Hintergrund: Die Inzidenz des akuten Herzinfarkts nimmt mit dem Alter zu. Gleichzeitig steigt
die Infarktsterblichkeit. In Berlin sind 26% aller Herzinfarktpatienten älter als
75 Jahre, während 53% aller Toten älter als 75 Jahre sind. Ist die Therapie der Infarktpatienten
im Alter den Behandlungsleitlinien und dem hohen Risiko angemessen? Methode: 1999–2003 wurden im Berliner Herzinfarktregister Daten von 5079 Patienten prospektiv
erfasst. 1319 Patienten waren älter als 75 Jahre. Ergebnisse: Die Krankenhaussterblichkeit in der Gesamtgruppe betrug 11,6%. Bei den über-75jährigen
Patienten lag sie mit 23,7% weit über der Sterblichkeit der jüngeren Patienten mit
7,3%. Grosse Unterschiede gab es in der initialen Therapie. Die Patienten >75 Jahre
erhielten nur zu 39,8% eine wiedereröffnende Therapie des verschlossenen Herzkranzgefäßes
(<=75J.: 71,7%) und nur zu 62,8% Beta-Blocker(<=75J.: 78,3%).
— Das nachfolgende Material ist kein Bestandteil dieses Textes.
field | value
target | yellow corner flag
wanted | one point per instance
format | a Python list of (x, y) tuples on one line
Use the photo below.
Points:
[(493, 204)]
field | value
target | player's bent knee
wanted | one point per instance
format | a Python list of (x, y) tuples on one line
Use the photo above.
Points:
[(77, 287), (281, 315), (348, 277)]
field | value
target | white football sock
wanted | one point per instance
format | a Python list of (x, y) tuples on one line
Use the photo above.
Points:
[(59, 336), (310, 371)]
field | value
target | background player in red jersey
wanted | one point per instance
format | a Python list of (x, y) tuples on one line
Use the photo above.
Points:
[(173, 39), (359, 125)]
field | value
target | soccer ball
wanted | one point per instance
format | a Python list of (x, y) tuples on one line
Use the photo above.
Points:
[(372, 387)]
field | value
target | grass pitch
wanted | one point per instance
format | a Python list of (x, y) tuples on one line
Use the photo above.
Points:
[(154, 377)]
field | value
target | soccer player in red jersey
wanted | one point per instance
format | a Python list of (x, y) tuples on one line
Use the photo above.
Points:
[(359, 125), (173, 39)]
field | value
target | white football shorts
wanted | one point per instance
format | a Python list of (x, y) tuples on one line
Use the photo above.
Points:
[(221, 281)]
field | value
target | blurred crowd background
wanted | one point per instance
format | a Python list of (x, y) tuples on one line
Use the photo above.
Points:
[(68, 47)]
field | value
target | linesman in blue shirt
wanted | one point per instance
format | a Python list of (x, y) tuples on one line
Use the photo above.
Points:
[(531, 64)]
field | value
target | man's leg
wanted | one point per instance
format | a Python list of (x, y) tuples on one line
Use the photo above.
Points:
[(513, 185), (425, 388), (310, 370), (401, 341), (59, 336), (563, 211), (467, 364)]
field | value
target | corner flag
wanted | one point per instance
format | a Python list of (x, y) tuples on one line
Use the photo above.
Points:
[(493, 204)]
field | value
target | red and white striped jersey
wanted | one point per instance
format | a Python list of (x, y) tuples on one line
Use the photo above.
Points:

Bei den ACE-Hemmern
gab es altersbedingt einen häufigeren Einsatz der ACE-Hemmer bei den älteren Patienten
(>75J.: 57,4%; <=75J.: 54,1%). In einer multivariaten Analyse wurden folgende unabhängige
Einflussfaktoren auf die Krankenhaussterblichkeit bei den Patienten >75 Jahre ermittelt:
Alter in Jahren (OR=1,06), manifeste Herzinsuffizienz (OR=2,38), prästationäre Reanimation
(OR=10,6) und kardiogener Schock (OR=2,73) bei Aufnahme, Aufnahme in ein Krankenhaus
mit >600 Betten (OR=0,64) und Prähospitalzeit >12h (OR=1,68), ST-Hebungsinfarkt im
initialen EKG (OR=2,09), Reperfusionstherapie (OR=0,64) und initiale Gabe von Beta-Blockern
(OR=0,47) und ACE-Hemmern (OR=0,49). Diskussion: Infarktpatienten >75 Jahre werden weniger nach Leitlinien behandelt als jüngere Patienten.
Sie erhalten seltener initial eine wiedereröffnende Therapie und Beta-Blocker. Diese
Unterversorgung könnte zur schlechteren Prognose der älteren Infarktpatienten beitragen.